Ki Purbo Asmoro
PA's Wayang Collections
Purbo Asmoro's NEWEST wayang collection--as of May 2009
An example of the pedhalangan terms "nganaki" or "mutrani" (descended from). The Kresna on the left is from Ki Purbo Asmoro's antique 100-year old+ collection from Klathen, while the Kresna on the right has been modelled after it (so the one on the left mutrani) and is part of the "state of the art" current collection he uses for most performances. For more examples and comparisons see:
other sample wayang from PA's collection
Ki Purbo Asmoro: Wayang Collector
Ki Purbo Asmoro is an avid and extremely particular wayang collector. Anyone who has spoken to him for more than five minutes about wayang, picks up immediately that he has a deep, emotionally-based, and also keenly analytical aesthetic when it comes to the forms in wayang and how they affect a wayang's personality and character traits.

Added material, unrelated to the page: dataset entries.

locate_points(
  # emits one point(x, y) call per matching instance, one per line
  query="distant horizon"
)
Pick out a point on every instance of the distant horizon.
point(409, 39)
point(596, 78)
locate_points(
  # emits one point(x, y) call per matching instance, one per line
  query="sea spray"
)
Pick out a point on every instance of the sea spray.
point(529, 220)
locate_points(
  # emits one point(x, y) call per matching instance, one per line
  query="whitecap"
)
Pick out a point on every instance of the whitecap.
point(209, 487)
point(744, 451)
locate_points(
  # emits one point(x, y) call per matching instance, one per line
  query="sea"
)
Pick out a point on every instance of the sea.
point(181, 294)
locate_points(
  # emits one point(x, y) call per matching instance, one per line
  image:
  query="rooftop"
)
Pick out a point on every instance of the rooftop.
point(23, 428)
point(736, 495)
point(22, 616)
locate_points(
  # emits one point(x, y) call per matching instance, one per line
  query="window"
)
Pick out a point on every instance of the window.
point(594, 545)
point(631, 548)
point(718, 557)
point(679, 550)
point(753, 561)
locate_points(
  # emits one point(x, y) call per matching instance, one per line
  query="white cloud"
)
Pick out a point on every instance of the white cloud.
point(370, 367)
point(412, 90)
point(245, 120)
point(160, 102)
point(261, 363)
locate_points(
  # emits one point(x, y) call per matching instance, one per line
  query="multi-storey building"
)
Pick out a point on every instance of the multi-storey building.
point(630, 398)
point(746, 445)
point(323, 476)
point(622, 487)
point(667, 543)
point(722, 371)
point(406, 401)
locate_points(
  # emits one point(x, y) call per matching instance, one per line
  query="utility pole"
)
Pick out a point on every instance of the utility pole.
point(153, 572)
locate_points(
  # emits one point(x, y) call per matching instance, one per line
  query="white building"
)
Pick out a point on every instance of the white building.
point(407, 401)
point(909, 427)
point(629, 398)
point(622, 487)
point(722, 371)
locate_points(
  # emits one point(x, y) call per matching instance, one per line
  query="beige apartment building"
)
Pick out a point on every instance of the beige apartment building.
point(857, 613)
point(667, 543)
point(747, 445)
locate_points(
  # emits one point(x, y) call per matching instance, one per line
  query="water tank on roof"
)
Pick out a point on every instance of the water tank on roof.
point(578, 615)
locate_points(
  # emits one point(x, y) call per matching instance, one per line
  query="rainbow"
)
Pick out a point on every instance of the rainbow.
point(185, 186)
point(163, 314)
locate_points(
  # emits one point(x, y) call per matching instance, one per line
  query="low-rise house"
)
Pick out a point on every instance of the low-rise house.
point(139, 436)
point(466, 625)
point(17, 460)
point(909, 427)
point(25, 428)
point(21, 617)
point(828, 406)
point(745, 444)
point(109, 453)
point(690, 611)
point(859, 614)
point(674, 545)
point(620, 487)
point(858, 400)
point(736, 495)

He owns a number of sets, but the two major ones in use are his antique set and his current "state of the art" set. The antique set was collected from a variety of sources in Klathen, and pieces range back to hundreds of years ago. The current set was conceptualized by Ki Purbo, consisting mostly of pieces which "nurun" from classical forms in a variety of ways, but also a few newer forms.
While Ki Purbo Asmoro himself was the conceptualist for the entire "state of the art" set, Bp. Murdiyanto, from Butuh, Sidawarna, Klathen, is the painter (penyungging) and Bp. Tugimin, from Sukoharjo, the carver (penatah) for each piece. These two artisans have been taught, advised, and directed by Ki Purbo Asmoro for over 20 years, and are intimately aware of exactly how he wants each detail of his wayang.
One of Ki Purbo Asmoro's former wayang collections will be on exhibit at the MOIFA (Museum of International Folk Art) in Santa Fe, New Mexico, USA from march 2009-March 2010.
This is the logo that is between the feet on and "grounds" (palemahan) every wayang in Ki Purbo Asmoro's "state of the art" current collection, which he designed himself about 20 years ago. This vine-like motif is also quite prevalent in the wrought-iron carvings that decorate Ki Purbo's home in Gebang, as well as on the batik motifs he has on occasion comissioned for his sindhen.